Someone asked, “Do you think the security people at the fire called this in?”
Golovatyj shook his head. “They went down too quickly. I should have grabbed one of their two-ways. Never even occurred to me.”
He settled in and thought about sleep, when he heard the sound of a woman crying softly nearby. He moved down the wall, careful to keep his head down, and sat next to her. “You’re Natalya, right? From #4?” She nodded tearfully.
“I’m sorry for crying. I feel stupid doing it. But I’m so afraid.” She sniffled and wiped her nose and her canvas sleeve.
“Don’t you worry, my dear. We will get out safely. There are many of those things, but they are slower than we are, and stupid. Once it’s daylight, we’ll figure a way out.” He put his big hand on her shoulder and gently pulled a strand of hair from across her face.
“It’s not that. It’s everything. This place, this world! It’s all going to end!” She rested her head on her knees, and her shoulders heaved with silent sobs.
“Now listen to me, Natalya. During the Great War, when the Nazis invaded, we lost twenty million people. Half a million men died at Stalingrad alone, and most of the country was in ruins. Then we suffered under the Communists for another fifty years. But look at us now! This installation is one of the biggest in the world, worth billions of dollars, and we’re mining for ore above the Arctic Circle! You cannot keep us down. We’ll beat these things and we’ll rebuild, and we’ll be better than ever. You watch!”
She smiled wanly, and leaned her head against his shoulder. She looked up at him and said, “Do you mind this?” He smiled back, and she closed her eyes.
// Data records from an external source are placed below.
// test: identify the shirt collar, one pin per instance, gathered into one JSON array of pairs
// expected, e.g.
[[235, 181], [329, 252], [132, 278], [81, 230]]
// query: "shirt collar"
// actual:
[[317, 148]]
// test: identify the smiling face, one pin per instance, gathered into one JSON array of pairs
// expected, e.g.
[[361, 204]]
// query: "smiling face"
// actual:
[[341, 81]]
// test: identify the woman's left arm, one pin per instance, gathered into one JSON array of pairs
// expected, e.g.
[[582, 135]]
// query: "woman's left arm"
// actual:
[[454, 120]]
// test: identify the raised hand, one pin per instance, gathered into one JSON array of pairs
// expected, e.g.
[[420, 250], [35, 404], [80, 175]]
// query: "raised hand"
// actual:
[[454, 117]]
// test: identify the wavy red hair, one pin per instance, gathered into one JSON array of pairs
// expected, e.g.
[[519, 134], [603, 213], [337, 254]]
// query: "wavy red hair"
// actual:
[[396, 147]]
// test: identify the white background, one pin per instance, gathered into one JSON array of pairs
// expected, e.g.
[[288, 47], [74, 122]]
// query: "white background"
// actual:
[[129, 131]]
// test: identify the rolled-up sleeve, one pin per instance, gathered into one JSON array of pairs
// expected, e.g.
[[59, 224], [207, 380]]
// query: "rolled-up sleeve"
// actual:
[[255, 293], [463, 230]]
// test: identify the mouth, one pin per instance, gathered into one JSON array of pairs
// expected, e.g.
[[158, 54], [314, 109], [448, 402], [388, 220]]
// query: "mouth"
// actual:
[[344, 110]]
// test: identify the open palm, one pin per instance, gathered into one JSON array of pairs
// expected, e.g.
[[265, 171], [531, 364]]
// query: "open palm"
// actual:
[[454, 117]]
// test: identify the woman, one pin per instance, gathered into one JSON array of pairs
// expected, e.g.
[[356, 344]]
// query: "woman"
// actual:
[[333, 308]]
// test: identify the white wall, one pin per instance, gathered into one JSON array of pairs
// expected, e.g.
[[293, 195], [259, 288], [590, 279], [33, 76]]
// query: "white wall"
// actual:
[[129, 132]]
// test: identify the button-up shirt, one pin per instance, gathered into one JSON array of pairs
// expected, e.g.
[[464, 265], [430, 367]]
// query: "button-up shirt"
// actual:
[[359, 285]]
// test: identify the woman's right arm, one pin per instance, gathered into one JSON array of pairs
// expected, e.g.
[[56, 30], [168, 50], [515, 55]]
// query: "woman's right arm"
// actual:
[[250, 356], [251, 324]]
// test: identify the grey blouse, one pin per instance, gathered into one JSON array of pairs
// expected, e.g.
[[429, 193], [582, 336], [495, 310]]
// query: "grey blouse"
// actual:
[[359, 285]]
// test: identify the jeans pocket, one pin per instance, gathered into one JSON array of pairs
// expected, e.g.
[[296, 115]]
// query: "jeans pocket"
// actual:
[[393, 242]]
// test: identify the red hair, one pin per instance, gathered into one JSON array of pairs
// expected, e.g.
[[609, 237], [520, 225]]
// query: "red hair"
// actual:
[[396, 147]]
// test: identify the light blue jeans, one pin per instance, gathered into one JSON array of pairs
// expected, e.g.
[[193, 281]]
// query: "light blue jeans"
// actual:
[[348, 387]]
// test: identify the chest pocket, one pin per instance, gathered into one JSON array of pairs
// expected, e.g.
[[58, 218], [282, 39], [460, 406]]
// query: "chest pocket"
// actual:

In a few minutes he heard her breathing become shallow and regular, and he knew she’d fallen asleep.
Over the next few hours they heard occasional movements outside, but when they peeked out the window, it was always more Infected.
“Where are these bastards coming from?” Pavlo growled.
“It must be the
mines,” Irina said. “That’s the only thing to the east.”
“I can’t believe it’s come to this,” another man said. “I know they were having some problems with this stuff in Norilsk, but I didn’t think it was here. Not like this.”
Dmitri leaned over and whispered, “Not just Norilsk. I heard they were having trouble in New Dawn.”
A woman whispered back, “I heard they had the whole thing cordoned off. No one in or out.”
“When did this happen?”
“Last night. They’ve been trying to keep it quiet. You know, ‘Go back to bed, comrades. Everything is under control.’”
New Dawn huge housing project consisted of four ugly Soviet-style apartment buildings to the southwest of the new ore complex, one of several such projects in Talnakh. They were each ten stories tall and painted a faded pastel color. Most of them were also falling apart. They had been built in the 1960s when the first huge nickel ore processing plant was erected “for the glory of the Revolution.” They, and dozens more like them, had turned Talnakh and the nearby city of Norilsk, of which it was technically a part, from a small mining settlement into the second largest city in the world north of the Arctic Circle. Over a hundred and eighty thousand people lived and worked in the two cities, digging nickel, copper, and cobalt out of the earth, refining and converting it to ingots for shipment to the outside world. It had been a dying city at the end of the last century as the world’s appetite for metals slackened, until cell phone manufacturers sent the demand for palladium, a rare metal found here in relative abundance, through the roof.
It was one of the most polluted sites on earth. The old Soviet government hadn’t given a damn about pollution. For generations, huge stacks had belched out clouds of smoke full of sulfur dioxide and heavy metals, which killed almost all the vegetation in an area the size of Rhode Island. Great mounds of slag and industrial waste, scrap metal, refuse, old cars and appliances, and rusting machinery littered the landscape.